Для тех, кто работал в нашей мастерской и кто к ним заходил, “проверка” эта, к счастью, кончилась благополучно. Все они были освобождены еще на моей памяти. Только все ли надолго? Людей их судьбы (из других проверочных лагерей) я потом не раз встречал на Лубянке и пересылках.
Но одного из них, в прошлом театрального актера, так и оставшегося заводским “художником”, я встречал в Москве и потом. У него была глупая привычка стращать меня рассказами, как мной интересуется ГБ. Это было странно, ибо встречал я его редко и случайно, и если МГБ временами мной интересовалось, то явно не через него. Зачем это ему было нужно, я понять не мог никогда. Стукачом он явно не был, да стукачи так себя и не ведут. Доставить себе удовольствие моим испугом он тоже не мог: я не верил ему и не пугался. И тем не менее каждый раз, встретив меня (с интервалом в год, два и больше), он все так же отводил меня в сторону и с неизменной театральностью сообщал новые сведения на этот счет. Дескать, не хочешь — не верь, но учти! Учитывать-то я учитывал, но не в связи с его сообщениями. Если бы не плен и не проверки, перевернувшие его жизнь, его актерские способности нашли бы, вероятно, лучшее применение.
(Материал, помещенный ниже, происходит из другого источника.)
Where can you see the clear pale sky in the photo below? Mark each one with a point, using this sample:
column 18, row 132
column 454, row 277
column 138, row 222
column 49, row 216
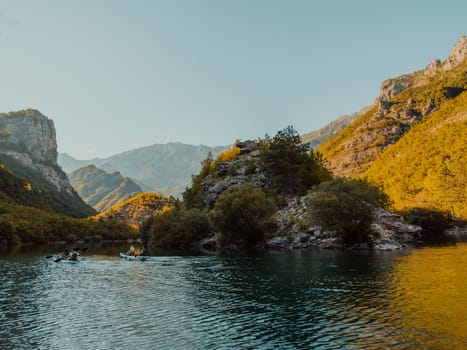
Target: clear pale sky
column 117, row 75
К сожалению, многого о себе в связи с городом Калининградом Московской области я вспомнить не могу, ибо жил я Москвой, а здесь только отбывал некий никому не нужный срок. Да и путаное было у меня тогда все: психология, идеология. Без особых трудностей я ушел со своего ответственного поста обратно в “свой” Лесотехнический институт. Это стало возможным потому, что студенты, принятые на факультет МОД (механической обработки древесины), в этом последнем военном году начали обеспечиваться бронью. Я отнюдь не был уверен, что стану инженером, но моральных мук по поводу обретения таким образом брони не испытывал. На этот раз я точно знал, что уклоняюсь не от фронта, а от новой никому не нужной мороки. Кончалась моя физическая зависимость от предприятия, где мне нечего было делать. Теперь уже никто не мог отдать меня под суд за случайное нарушение трудовой дисциплины, вызванное тем, что я просто не в силах был пропустить какой-либо важный для меня разговор или мероприятие, а таких тогда в Москве было много.